Midterm 1- Lesson 1-13 Flashcards
List the three factors that are reliably related to staying slim
- Reducing caloric intake.
- Increasing exercise.
- Sticking with an eating plan over the long term.
Describe the negative effects of dieting on psychological functioning.
Dieting itself can compromise psychological functioning, leading to impaired concentration, a preoccupation with food, psychological distress, and binge eating. Clinicians who treat obesity now feel that dietary intervention is a necessary but insufficient condition for producing lasting weight loss.
Identify the populations for whom gastric surgeries are recommended.
Since the surgical procedure involves the stomach being literally stapled up to reduce its capacity to hold food, there are some risks and side effects, such as gastric and intestinal distress. Consequently, this procedure is usually reserved for people who are at least 100% overweight, who have failed repeatedly to lose weight through other methods, and who have complicating health problems that make weight loss urgent.
Discuss the elements of a multimodal approach to modifying eating behavior. (7)
- Screening: Some programs begin with screening applicants for their readiness to lose weight and their motivation to do so. Unsuccessful prior dieting attempts, weight lost and regained, high body dissatisfaction, and low self-esteem are all associated with less weight loss for behavioral weight reduction programs, and these criteria can be used to screen individuals before treatment or be used to provide a better match between a particular treatment program and a client.
- Self-monitoring: Obese clients are trained in self-monitoring and are taught to keep careful records of what they eat, when they eat it, how much they eat, where they eat it, and other dimensions of eating. This kind of record keeping simultaneously defines the behavior and makes clients more aware of their eating patterns. Clients are trained to modify the stimuli in their environment that have previously elicited and maintained overeating. Behavioral control techniques are also used to train patients to change the circumstances of eating.
- Control over eating: The next step is to train clients to gain control over the eating process itself. For example, clients may be urged to count each mouthful of food, each chew, or each swallow. Longer and longer delays are introduced between mouthfuls so as to encourage slow eating (which tends to reduce intake). Clients are urged to enjoy and savor their food. Clients are also trained to gain control over the consequences of the target behavior and are trained to reward themselves for activities they carry out successfully.
- Adding exercise: As people age, increasing exercise is essential just to maintain weight and avoid gaining it. High levels of physical activity are associated with initial successful weight loss and with the maintenance of that weight loss among both adults and children.
- Controlling self-talk: Participants in many weight-loss programs are urged to identify the maladaptive thoughts they have regarding weight loss and its maintenance and to substitute positive self-instruction. Positive expectations and satisfaction with ones treatment outcome are both tied to weight loss. A strong sense of self-efficacy, that is, the belief that one will be able to lose weight, also predicts weight loss.
- Social support: Because clients with high degrees of social support are more successful than those with little social support, most multimodal programs include training in eliciting effective support from families, friends, and coworkers.
- Relapse prevention: Clients in these programs are encouraged to rehearse high-risk situations, developing effective coping strategies for stress and learning how to remove temptation from their environments.
Identify the work-site intervention that is most effective.

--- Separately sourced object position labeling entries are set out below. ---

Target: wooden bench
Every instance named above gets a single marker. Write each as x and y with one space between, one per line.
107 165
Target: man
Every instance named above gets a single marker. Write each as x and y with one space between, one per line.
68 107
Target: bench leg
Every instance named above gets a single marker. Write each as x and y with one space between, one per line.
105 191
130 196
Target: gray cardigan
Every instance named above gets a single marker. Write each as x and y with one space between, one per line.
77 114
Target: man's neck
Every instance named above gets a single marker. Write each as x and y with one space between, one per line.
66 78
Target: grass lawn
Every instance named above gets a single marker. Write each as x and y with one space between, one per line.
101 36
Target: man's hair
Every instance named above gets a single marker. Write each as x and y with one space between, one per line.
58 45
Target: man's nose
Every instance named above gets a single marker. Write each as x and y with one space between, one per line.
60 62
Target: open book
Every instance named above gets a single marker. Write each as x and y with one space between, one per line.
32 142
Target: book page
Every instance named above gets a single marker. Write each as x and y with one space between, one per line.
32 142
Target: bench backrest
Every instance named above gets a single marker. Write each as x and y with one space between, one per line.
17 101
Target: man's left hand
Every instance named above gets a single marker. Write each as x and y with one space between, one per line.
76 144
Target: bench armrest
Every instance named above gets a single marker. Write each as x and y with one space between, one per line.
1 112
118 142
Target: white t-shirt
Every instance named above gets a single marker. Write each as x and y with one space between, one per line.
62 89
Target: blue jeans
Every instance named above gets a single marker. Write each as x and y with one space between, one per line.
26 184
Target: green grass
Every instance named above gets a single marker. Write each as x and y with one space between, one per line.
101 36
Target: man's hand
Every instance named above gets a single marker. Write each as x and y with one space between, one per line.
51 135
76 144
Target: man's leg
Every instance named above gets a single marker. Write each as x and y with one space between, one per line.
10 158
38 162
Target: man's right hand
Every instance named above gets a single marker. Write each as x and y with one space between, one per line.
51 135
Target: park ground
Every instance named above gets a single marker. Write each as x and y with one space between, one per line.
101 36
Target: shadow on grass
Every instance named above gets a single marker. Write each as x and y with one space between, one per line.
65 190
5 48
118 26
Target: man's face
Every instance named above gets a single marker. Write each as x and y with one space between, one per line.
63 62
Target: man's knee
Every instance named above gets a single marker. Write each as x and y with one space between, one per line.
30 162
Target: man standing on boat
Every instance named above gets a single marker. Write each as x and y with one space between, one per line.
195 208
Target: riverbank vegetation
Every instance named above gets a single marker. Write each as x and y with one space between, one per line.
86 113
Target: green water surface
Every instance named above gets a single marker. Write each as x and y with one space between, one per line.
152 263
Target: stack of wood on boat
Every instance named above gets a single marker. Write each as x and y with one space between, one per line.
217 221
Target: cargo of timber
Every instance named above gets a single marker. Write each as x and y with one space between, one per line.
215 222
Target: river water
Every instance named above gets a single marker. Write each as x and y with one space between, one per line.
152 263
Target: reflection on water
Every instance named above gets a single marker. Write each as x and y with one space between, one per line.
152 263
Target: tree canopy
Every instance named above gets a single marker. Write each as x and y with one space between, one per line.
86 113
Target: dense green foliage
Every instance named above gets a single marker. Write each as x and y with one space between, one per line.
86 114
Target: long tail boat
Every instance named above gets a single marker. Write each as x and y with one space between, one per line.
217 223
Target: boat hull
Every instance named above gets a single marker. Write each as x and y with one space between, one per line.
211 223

A number of weight-loss programs have been initiated through the work site, and a technique that has proven especially effective has been competition between work groups to see which group can lose the most weight and kept it off. It may be that team competitions are successful because they draw effectively on social support or that the arousal produced by a competitive spirit motivates people to work harder to maintain weight loss.
Describe the social engineering strategies recommended by the World Health Organization.
The World Health Organization has argued for several changes, which include food labels that contain more nutrition and serving size information, a special tax on foods that are high in sugar and fat (the so-called “junk food” tax), and a restriction of advertising to children.